Increased urinary Angiotensinogen/Creatinine (AGT/Cr) ratio may be associated with reduced renal function in autosomal dominant polycystic kidney disease patients
Hayne Cho Park, Ah-Young Kang, Joon Young Jang, Hyunsuk Kim, Miyeun Han, Kook-Hwan Oh, Seung Hyup Kim, Jung Woo Noh, Hae Il Cheong, Young-Hwan Hwang, Curie Ahn
Abstract
Autosomal dominant polycystic kidney disease (ADPKD) is one of the most common hereditary kidney diseases that frequently result in renal failure. In this cross-sectional observational cohort study, we evaluated urinary angiotensinogen (AGT) as a potential biomarker to assess renal function in ADPKD.

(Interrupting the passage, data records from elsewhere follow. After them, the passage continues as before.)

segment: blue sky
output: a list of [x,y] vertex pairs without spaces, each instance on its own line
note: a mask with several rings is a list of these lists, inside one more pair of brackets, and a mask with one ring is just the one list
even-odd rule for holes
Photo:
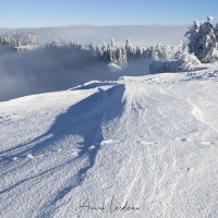
[[0,27],[191,24],[218,0],[0,0]]

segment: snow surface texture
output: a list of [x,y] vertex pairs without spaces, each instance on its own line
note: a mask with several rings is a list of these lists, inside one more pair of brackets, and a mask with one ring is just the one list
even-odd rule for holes
[[218,217],[207,66],[0,102],[0,217]]

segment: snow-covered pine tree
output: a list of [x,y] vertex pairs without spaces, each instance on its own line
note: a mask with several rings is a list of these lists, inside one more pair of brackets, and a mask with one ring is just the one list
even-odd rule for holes
[[213,17],[207,16],[207,22],[194,23],[186,32],[189,51],[194,53],[202,62],[211,62],[218,59],[217,36],[211,24]]

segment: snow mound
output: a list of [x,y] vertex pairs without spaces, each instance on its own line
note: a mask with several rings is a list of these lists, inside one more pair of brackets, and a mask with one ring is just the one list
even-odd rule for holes
[[1,217],[217,217],[217,72],[0,102]]

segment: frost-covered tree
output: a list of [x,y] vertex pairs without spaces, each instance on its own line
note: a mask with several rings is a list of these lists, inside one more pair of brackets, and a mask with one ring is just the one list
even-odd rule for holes
[[216,28],[211,21],[213,17],[207,16],[207,22],[195,22],[185,34],[190,53],[206,63],[218,59]]

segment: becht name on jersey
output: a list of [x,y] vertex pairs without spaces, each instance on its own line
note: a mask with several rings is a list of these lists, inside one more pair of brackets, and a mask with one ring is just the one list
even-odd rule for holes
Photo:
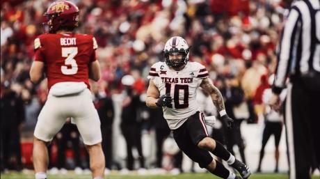
[[76,45],[75,38],[60,38],[60,43],[61,45]]
[[161,77],[163,83],[177,84],[179,81],[182,84],[191,84],[193,82],[193,78],[170,78]]

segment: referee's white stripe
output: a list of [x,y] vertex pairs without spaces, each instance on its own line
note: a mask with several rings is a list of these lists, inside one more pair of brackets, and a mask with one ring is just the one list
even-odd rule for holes
[[302,15],[302,53],[300,61],[300,70],[305,73],[309,70],[309,59],[310,58],[311,47],[311,18],[310,12],[307,4],[303,1],[298,1],[294,3],[301,13]]
[[298,13],[292,9],[285,23],[285,30],[282,33],[281,42],[281,52],[280,54],[279,64],[275,75],[275,84],[276,86],[283,86],[286,79],[287,68],[288,66],[289,57],[290,56],[291,38],[296,22],[298,20]]
[[296,179],[296,159],[294,157],[294,125],[292,123],[291,92],[292,84],[288,84],[285,109],[285,120],[288,140],[290,179]]

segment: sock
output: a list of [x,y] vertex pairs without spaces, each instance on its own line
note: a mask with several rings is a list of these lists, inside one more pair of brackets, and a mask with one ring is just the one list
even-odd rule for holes
[[230,156],[232,155],[230,153],[229,153],[228,150],[227,150],[227,149],[223,147],[223,145],[222,145],[221,143],[217,141],[216,141],[216,148],[214,148],[211,153],[214,155],[221,157],[225,161],[227,161]]
[[38,172],[35,173],[35,179],[47,179],[47,173],[45,172]]
[[221,163],[216,160],[216,169],[212,171],[212,173],[222,178],[234,179],[234,178],[230,178],[230,171],[225,169]]

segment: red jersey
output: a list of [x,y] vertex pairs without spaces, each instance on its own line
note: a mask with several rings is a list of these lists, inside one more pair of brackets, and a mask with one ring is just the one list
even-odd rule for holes
[[91,35],[46,33],[35,40],[35,61],[45,63],[48,89],[59,82],[89,86],[89,64],[97,60],[97,42]]

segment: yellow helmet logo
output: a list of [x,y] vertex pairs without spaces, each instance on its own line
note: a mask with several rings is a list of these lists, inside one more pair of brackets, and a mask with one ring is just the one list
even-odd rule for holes
[[63,2],[58,2],[51,8],[51,10],[56,11],[56,13],[61,13],[65,11],[65,10],[68,10],[69,8],[69,6]]

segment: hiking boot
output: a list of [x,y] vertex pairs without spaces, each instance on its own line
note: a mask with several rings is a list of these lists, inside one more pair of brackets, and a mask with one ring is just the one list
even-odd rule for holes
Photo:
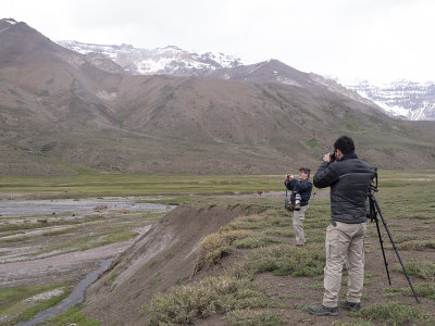
[[360,302],[340,301],[339,306],[355,312],[355,311],[359,311],[361,309],[361,303]]
[[308,312],[316,316],[338,316],[338,306],[327,308],[323,304],[309,305],[307,308]]

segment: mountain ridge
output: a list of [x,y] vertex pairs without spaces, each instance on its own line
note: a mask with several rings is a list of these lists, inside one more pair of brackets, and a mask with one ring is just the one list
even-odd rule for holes
[[[282,173],[315,166],[343,134],[380,167],[434,167],[434,124],[390,120],[278,61],[233,79],[132,75],[16,24],[0,33],[4,54],[2,174]],[[298,85],[245,80],[274,71]]]
[[[248,75],[243,76],[240,73],[240,71],[244,71],[244,66],[259,67],[265,62],[273,62],[276,60],[244,64],[239,58],[234,55],[225,55],[223,53],[215,55],[210,52],[197,54],[174,46],[147,50],[138,49],[129,45],[98,46],[77,41],[59,41],[58,43],[80,53],[88,53],[89,51],[103,53],[103,55],[107,55],[123,68],[134,74],[203,76],[224,79],[233,78],[237,80],[245,79],[253,83],[298,85],[296,80],[287,78],[285,75],[274,74],[273,72],[270,72],[269,76],[263,75],[261,78],[252,78]],[[171,51],[175,51],[177,54],[174,52],[171,53]],[[234,70],[238,70],[238,73],[234,72]],[[395,82],[378,87],[365,80],[357,85],[346,84],[341,86],[334,80],[326,79],[316,74],[311,73],[310,76],[314,83],[331,87],[331,90],[339,91],[357,101],[372,101],[390,116],[406,120],[435,120],[434,83],[419,84],[413,82]]]

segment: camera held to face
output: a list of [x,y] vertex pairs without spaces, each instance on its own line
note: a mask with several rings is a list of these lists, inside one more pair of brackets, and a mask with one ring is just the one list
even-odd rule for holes
[[300,200],[301,197],[298,192],[295,195],[295,211],[300,211]]

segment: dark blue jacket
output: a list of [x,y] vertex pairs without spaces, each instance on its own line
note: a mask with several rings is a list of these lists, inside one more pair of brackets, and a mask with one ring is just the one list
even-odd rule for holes
[[370,180],[370,165],[353,153],[346,154],[340,161],[322,162],[313,178],[318,188],[331,186],[332,221],[348,224],[366,221]]
[[297,179],[294,178],[290,181],[285,180],[284,185],[288,190],[291,190],[290,201],[295,202],[296,192],[299,192],[300,205],[301,206],[308,205],[308,201],[310,200],[312,190],[312,183],[309,179],[298,181]]

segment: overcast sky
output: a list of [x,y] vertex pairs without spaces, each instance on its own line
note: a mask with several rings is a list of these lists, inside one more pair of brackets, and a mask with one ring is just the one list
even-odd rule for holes
[[435,80],[434,0],[1,0],[51,40],[277,59],[341,83]]

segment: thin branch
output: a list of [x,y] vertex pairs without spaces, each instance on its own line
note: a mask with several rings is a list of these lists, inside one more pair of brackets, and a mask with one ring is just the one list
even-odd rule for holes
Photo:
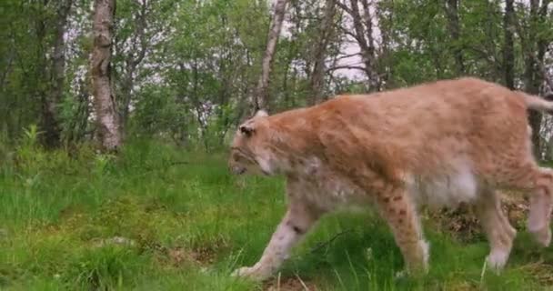
[[339,233],[336,234],[336,236],[332,236],[329,240],[318,244],[317,246],[315,246],[314,248],[312,248],[311,251],[309,251],[309,253],[313,254],[313,253],[318,251],[319,249],[321,249],[321,248],[323,248],[325,246],[329,246],[330,244],[332,244],[332,242],[334,242],[339,236],[344,236],[344,235],[346,235],[347,233],[351,233],[351,232],[353,232],[353,229],[346,229],[346,230],[344,230],[342,232],[339,232]]

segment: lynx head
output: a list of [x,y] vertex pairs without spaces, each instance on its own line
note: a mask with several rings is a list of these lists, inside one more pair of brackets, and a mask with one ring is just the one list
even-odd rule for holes
[[238,126],[230,147],[228,166],[235,175],[245,173],[274,175],[275,166],[270,153],[271,130],[268,115],[258,111]]

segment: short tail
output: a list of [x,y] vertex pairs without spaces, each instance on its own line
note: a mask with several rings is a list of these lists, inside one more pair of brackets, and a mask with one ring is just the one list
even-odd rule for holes
[[518,91],[518,94],[524,98],[524,102],[528,108],[553,114],[553,92],[543,98],[520,91]]

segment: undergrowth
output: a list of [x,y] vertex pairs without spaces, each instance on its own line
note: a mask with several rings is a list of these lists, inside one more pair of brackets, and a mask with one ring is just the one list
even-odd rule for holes
[[402,258],[371,212],[325,217],[276,278],[230,276],[263,252],[285,210],[280,178],[235,177],[226,153],[134,141],[118,156],[86,146],[4,149],[3,290],[539,290],[553,254],[519,230],[507,269],[482,274],[488,244],[425,221],[430,272],[397,278]]

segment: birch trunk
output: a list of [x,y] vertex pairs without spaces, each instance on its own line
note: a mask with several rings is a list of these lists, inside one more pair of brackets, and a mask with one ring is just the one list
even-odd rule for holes
[[121,132],[111,82],[111,52],[116,0],[95,0],[92,87],[96,135],[104,150],[121,146]]
[[261,75],[259,76],[257,86],[255,91],[254,112],[256,112],[259,109],[268,109],[269,75],[271,73],[273,56],[275,55],[275,49],[276,47],[276,43],[278,42],[278,35],[280,35],[280,30],[282,28],[287,2],[287,0],[276,0],[275,4],[275,12],[267,35],[266,48],[261,64]]

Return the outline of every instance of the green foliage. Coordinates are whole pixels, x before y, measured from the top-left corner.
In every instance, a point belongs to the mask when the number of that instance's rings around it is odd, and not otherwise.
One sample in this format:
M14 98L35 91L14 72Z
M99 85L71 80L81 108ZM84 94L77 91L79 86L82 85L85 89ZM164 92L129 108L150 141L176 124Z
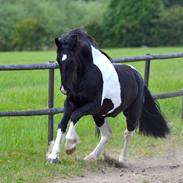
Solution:
M152 29L163 11L160 0L112 0L104 17L104 45L151 45Z
M46 46L48 33L41 21L27 18L16 24L13 43L17 49L40 50Z
M1 0L0 50L52 48L54 38L64 32L101 22L104 2Z
M172 6L161 14L154 29L155 45L183 45L183 7Z
M0 50L54 47L85 28L99 46L183 45L182 0L0 0ZM166 35L166 36L165 36Z
M183 6L182 0L163 0L166 7L172 7L174 5L181 5Z
M151 54L181 52L182 47L166 48L120 48L105 50L112 58ZM0 52L0 64L45 63L55 59L55 51ZM144 63L132 63L143 75ZM183 86L183 62L181 58L172 61L155 61L151 65L150 89L153 93L176 91ZM170 76L171 77L165 77ZM48 72L21 71L0 72L0 111L41 109L47 107ZM55 70L55 107L62 107L64 96L59 91L60 73ZM136 133L130 143L130 159L152 156L182 147L183 125L180 120L181 97L160 100L161 110L171 121L171 137L168 140L152 139ZM55 115L54 134L61 114ZM0 183L41 183L57 182L57 179L83 175L86 171L103 169L104 162L84 162L82 159L91 152L99 139L94 135L95 125L92 117L83 117L77 126L80 144L76 152L68 156L62 146L61 164L46 162L47 116L1 118L0 122ZM113 130L112 138L105 148L106 152L120 153L123 132L126 128L121 115L109 119ZM176 143L175 143L176 142ZM169 152L169 151L168 151ZM79 158L78 158L79 157ZM56 180L55 180L56 179Z

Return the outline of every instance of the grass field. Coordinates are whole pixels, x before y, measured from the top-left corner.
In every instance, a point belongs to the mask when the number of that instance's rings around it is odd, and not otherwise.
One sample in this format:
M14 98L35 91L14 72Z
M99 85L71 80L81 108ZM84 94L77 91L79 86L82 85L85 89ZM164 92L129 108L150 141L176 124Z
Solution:
M107 49L111 57L135 56L147 53L163 54L182 52L182 47ZM0 52L0 64L45 63L55 60L54 51L44 52ZM142 75L144 63L134 65ZM63 106L64 97L59 92L60 78L56 71L55 106ZM183 58L169 61L154 61L151 64L149 87L152 93L176 91L183 88ZM0 72L0 111L40 109L47 107L48 71L3 71ZM181 98L161 100L161 109L172 129L168 140L152 139L136 133L130 144L130 157L153 156L170 148L183 147L183 125L180 120ZM55 116L55 130L61 118ZM113 136L106 150L120 151L122 134L126 127L124 117L110 119ZM81 175L88 170L103 166L104 162L87 163L76 160L84 157L97 144L95 125L91 117L80 120L78 135L80 144L74 155L62 151L62 162L47 164L47 116L0 118L0 183L49 182L58 178Z

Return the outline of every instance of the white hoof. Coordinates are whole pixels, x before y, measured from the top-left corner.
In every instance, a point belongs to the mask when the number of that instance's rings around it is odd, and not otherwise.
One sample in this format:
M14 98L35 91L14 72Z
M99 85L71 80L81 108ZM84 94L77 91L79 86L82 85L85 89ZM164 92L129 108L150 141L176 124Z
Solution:
M48 155L47 161L51 164L59 163L59 155L51 153Z
M129 163L127 159L119 158L119 163L123 165L124 167L128 167Z
M97 160L98 156L93 153L90 153L88 156L84 158L85 161Z
M75 139L66 139L65 151L67 154L72 154L76 150L76 145L79 143L78 137Z

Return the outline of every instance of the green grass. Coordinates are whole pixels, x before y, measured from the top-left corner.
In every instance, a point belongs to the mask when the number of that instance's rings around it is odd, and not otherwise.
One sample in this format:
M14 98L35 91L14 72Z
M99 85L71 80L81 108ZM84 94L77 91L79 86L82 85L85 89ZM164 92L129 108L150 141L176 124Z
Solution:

Urinary AGT was measured in 233 ADPKD patients and its association with estimated glomerular filtration rate (eGFR) and height-adjusted total kidney volume (htTKV) were evaluated. The localization of AGT and other renin-angiotensin system (RAS)-related molecules were identified using immunohistochemistry in human ADPKD tissues.
Baseline urinary AGT/Cr was negatively correlated with CKD-EPI eGFR (r (2) = 0.162, P < 0.001) and positively correlated with htTKV (r (2) = 0.107, P < 0.001). Both urinary AGT/Cr and plasma renin activity levels were significantly elevated in hypertensive ADPKD patients. Among hypertensive subjects, urinary AGT/Cr was significantly increased in the advanced CKD stages (III-V) compared to early CKD stages (I-II) (28.6 ± 60.3 vs. 93.2 ± 139.3 μg/g, P < 0.001). Immunohistochemical study showed strong expression of AGT along the cyst-lining epithelial cells as well as the nearby compressed tubular epithelial cells.
Our results suggested that urinary AGT/Cr may be a valuable biomarker for renal damage in ADPKD since intrarenal ischemic insults induced by cyst growth and subsequent intrarenal RAS activation may play a potential role in the development of hypertension and renal dysfunction in ADPKD.